The whole time I was trying to save our marriage, the thing that I was losing was myself, little by little. Piece by piece, I was losing myself, I wasn't loving myself, I blamed myself, and now, looking back, the single most important thing that I was missing was that he didn't deserve me. I needed to learn how to love myself, and answer the question to myself, "why did I let this man nearly destroy me?" Where was the love for myself? And my only answer is, that I grew up never knowing love and always tried so desparately to find it. Making wrong choices in men...Ilet them abuse me and in turn abused myself.
Don't feel bad for me, I am so much better these days, I have found a man who truly loves me, and trusts me (that is hard to get used to...being actually TRUSTED) and I am learning how trustworthy I really am.
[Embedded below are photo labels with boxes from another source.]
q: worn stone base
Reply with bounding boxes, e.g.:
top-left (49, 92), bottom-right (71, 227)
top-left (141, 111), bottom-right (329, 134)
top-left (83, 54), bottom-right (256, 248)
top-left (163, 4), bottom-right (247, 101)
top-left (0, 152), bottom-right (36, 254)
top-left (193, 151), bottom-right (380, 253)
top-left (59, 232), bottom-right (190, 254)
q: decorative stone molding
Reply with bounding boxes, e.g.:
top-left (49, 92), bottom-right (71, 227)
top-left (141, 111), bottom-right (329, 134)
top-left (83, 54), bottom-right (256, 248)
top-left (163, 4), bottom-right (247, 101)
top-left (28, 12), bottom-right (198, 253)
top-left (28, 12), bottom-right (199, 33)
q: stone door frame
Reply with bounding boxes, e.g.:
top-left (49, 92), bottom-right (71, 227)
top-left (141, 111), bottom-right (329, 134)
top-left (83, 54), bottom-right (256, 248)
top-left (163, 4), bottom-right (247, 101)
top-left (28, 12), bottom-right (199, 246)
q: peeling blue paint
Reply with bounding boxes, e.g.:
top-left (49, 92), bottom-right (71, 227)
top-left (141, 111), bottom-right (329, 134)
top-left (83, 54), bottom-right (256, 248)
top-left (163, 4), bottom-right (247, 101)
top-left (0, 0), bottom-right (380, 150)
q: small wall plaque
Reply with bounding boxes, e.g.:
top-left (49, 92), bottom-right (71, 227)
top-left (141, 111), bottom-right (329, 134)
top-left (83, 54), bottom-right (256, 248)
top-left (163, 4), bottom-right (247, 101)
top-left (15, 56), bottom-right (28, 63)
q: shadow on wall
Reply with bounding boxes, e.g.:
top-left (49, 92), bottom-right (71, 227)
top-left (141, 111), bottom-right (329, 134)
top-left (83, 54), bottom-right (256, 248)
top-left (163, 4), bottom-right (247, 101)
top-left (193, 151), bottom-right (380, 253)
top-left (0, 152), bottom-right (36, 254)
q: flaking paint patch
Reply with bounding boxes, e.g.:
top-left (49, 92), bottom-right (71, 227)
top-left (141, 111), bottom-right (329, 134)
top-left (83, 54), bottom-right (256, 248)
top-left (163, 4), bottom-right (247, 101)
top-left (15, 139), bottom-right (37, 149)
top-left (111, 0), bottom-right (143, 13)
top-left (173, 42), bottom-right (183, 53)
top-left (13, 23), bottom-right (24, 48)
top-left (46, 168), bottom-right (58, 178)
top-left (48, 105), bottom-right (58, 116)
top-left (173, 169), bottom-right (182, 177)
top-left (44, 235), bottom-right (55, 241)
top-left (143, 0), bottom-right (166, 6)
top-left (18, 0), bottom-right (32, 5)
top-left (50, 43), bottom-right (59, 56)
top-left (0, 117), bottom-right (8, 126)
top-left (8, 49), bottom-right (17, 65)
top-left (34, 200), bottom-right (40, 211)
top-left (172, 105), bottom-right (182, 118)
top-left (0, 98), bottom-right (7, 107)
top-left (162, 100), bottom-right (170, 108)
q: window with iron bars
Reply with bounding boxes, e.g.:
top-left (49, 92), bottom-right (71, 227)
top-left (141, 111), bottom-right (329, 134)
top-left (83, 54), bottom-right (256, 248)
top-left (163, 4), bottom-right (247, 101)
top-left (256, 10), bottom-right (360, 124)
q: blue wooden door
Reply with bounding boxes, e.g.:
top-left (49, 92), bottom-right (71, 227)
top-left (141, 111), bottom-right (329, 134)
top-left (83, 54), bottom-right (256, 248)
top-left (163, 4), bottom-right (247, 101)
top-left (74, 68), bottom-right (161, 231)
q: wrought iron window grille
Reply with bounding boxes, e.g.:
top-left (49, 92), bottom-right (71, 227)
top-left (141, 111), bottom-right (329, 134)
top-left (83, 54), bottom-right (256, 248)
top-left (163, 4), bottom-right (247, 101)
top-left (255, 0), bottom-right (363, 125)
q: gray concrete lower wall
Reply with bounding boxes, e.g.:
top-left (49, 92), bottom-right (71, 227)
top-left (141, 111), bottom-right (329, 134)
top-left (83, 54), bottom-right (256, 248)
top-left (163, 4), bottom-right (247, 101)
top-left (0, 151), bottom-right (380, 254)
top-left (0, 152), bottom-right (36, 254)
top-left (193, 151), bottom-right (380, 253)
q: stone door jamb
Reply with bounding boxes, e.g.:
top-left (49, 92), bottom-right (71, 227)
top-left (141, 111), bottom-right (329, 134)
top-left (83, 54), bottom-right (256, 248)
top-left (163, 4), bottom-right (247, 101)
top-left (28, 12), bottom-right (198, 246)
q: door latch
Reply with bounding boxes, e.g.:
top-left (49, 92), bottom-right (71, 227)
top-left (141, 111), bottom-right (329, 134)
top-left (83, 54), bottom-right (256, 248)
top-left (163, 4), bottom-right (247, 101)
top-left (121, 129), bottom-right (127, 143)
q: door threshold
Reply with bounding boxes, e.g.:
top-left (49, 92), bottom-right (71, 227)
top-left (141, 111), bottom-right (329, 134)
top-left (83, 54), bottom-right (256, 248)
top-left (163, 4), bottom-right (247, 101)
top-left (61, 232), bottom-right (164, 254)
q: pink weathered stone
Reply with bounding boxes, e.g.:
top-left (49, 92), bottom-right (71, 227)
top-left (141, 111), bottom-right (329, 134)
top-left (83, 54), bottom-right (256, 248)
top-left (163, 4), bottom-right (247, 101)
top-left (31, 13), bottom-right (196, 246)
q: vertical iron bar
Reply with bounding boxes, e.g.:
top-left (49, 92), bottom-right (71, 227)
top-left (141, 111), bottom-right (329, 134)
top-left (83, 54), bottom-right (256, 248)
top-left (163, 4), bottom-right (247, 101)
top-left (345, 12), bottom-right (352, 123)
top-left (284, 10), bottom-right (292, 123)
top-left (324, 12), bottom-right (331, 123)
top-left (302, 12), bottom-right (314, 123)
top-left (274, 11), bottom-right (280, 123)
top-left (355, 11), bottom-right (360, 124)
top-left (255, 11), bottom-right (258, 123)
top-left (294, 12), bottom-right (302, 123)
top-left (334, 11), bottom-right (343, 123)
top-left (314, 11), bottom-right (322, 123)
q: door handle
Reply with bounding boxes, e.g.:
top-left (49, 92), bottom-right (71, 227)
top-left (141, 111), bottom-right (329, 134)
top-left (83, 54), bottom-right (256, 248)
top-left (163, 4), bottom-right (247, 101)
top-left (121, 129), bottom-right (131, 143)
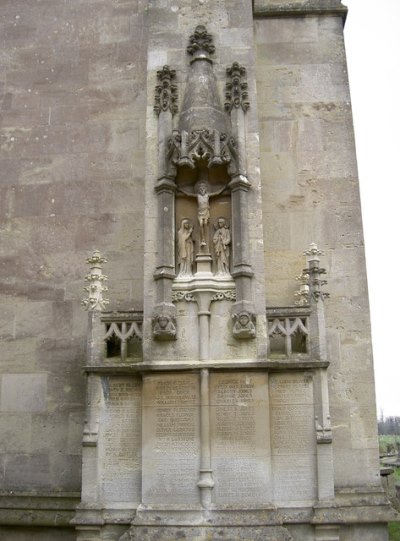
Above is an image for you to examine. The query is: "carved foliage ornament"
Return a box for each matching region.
[232,310,256,339]
[187,25,215,57]
[154,66,178,115]
[225,62,250,112]
[169,129,236,169]
[152,314,176,340]
[81,250,109,312]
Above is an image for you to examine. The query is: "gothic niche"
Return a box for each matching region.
[153,25,256,340]
[175,162,231,280]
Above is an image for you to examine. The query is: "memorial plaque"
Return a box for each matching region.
[269,372,316,505]
[211,372,271,505]
[143,374,200,505]
[99,377,142,504]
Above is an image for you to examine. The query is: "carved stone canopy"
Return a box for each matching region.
[169,129,236,169]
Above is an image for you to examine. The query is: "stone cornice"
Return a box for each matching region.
[0,491,80,528]
[253,0,347,23]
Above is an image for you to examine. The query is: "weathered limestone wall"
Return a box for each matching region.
[0,0,147,528]
[255,7,379,487]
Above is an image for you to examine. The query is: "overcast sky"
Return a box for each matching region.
[342,0,400,416]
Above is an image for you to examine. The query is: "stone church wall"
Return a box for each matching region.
[255,7,379,487]
[0,0,147,539]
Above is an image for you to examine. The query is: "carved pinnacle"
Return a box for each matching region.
[225,62,250,112]
[154,66,178,115]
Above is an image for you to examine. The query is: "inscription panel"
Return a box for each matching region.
[99,377,142,504]
[269,373,317,505]
[210,373,271,505]
[143,374,200,504]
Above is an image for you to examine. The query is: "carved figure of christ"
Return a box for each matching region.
[178,176,225,248]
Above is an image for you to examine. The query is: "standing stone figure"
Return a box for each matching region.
[179,180,225,248]
[178,218,193,276]
[213,217,231,274]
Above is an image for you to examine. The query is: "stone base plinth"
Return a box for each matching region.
[120,526,293,541]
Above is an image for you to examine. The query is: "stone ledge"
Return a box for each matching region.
[253,0,347,23]
[0,492,80,527]
[84,354,329,375]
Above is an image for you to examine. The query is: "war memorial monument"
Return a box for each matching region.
[0,0,394,541]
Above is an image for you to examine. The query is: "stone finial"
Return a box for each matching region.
[303,242,325,261]
[81,250,109,312]
[187,24,215,62]
[154,66,178,115]
[294,271,310,306]
[295,242,329,305]
[225,62,250,112]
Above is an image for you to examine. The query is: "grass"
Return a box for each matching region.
[389,522,400,541]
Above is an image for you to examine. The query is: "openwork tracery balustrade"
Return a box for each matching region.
[101,310,143,362]
[267,307,310,357]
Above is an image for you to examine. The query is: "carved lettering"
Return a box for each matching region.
[211,373,271,504]
[99,377,142,503]
[143,374,200,504]
[269,373,316,503]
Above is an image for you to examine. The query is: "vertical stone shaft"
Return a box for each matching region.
[196,291,212,361]
[315,368,335,501]
[197,368,214,509]
[230,175,253,312]
[82,374,101,504]
[155,109,175,282]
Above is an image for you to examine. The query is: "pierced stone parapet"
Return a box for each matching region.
[187,24,215,62]
[154,66,178,115]
[101,310,143,362]
[225,62,250,113]
[267,307,310,357]
[81,250,109,312]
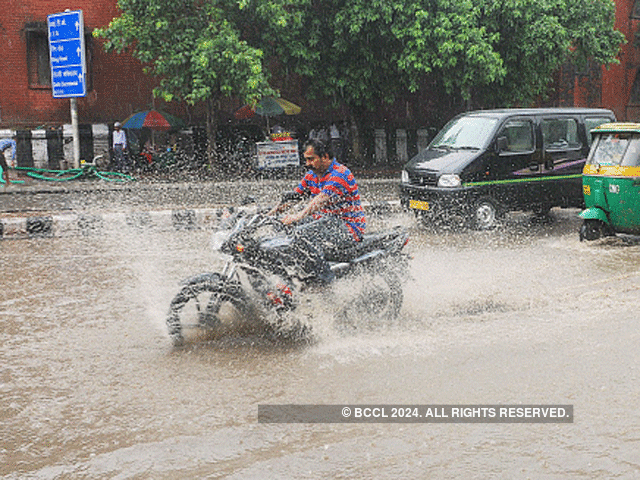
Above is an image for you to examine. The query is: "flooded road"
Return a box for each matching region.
[0,210,640,479]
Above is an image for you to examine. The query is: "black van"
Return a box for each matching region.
[400,108,615,229]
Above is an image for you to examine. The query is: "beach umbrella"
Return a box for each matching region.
[234,97,302,130]
[122,110,186,132]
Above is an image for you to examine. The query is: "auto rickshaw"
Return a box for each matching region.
[580,123,640,241]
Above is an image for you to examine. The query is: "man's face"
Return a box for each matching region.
[303,147,329,175]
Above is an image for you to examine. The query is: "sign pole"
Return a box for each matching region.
[47,9,87,168]
[69,97,80,168]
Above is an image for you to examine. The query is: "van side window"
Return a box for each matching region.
[498,119,534,153]
[540,118,582,150]
[584,117,612,146]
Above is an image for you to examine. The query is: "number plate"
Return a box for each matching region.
[409,200,429,210]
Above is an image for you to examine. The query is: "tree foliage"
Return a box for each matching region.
[96,0,624,153]
[266,0,624,112]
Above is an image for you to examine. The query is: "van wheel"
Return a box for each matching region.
[580,220,604,242]
[473,198,499,230]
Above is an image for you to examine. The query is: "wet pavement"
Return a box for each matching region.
[0,174,640,480]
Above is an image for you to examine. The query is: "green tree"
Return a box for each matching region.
[260,0,624,159]
[94,0,294,161]
[473,0,626,106]
[95,0,624,167]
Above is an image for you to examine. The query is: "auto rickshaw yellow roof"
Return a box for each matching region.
[591,122,640,133]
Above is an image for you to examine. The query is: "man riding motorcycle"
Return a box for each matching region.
[270,139,366,284]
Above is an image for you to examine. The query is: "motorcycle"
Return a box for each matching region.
[166,206,409,346]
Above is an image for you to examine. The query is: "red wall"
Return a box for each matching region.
[602,0,640,121]
[0,0,160,128]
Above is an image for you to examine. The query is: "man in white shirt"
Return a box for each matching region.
[113,122,128,171]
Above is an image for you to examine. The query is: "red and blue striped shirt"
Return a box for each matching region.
[295,159,367,241]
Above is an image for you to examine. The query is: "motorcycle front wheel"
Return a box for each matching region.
[167,273,249,346]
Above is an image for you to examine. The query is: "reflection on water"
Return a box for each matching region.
[0,211,640,479]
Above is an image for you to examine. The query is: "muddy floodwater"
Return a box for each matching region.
[0,209,640,479]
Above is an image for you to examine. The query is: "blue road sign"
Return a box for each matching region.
[47,10,87,98]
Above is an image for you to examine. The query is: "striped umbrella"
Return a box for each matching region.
[122,110,186,132]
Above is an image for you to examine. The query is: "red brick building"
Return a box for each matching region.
[0,0,162,128]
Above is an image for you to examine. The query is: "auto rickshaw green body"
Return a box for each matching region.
[580,123,640,240]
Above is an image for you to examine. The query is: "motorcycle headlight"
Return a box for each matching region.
[438,173,462,188]
[211,230,229,250]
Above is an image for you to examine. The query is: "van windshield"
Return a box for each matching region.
[429,117,498,149]
[587,133,640,167]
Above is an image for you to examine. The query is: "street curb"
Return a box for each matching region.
[0,201,400,239]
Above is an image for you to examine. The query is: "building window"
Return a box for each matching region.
[25,22,93,92]
[26,24,51,88]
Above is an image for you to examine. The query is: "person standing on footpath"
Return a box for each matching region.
[0,138,16,184]
[113,122,128,172]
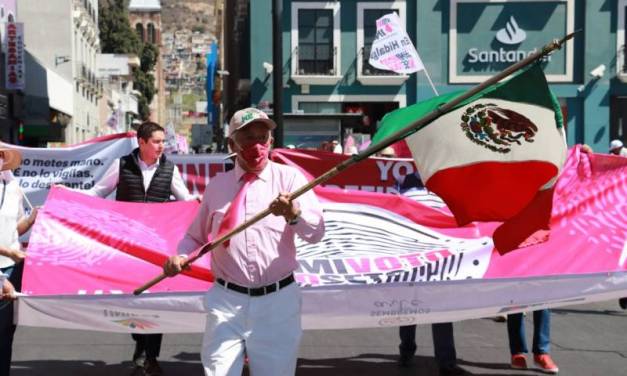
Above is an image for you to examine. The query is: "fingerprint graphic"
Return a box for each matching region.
[553,156,627,265]
[296,203,492,280]
[28,197,167,267]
After it all....I think this has been a most exciting life, so much I've learned and so much I know I have yet to learn. Now that I have love in my life, trust in my life, I still catch myself with those negative self images...finally, for the first time in my life I am feeling the freedom that being trusted brings. You realise that you are "allowed" to say this or that, or to even talk to other men without my sweety thinking I am going to cheat on him or have an affair. He trusts me!! I know I am trustworthy, and deserving of the love that I've wanted so much all my life. Be happy for me, I am a success story. I feel as though I have come full circle, and I am so inlove with the man I am with, I've never known such complete love and trust before. I tell him that I feel lucky.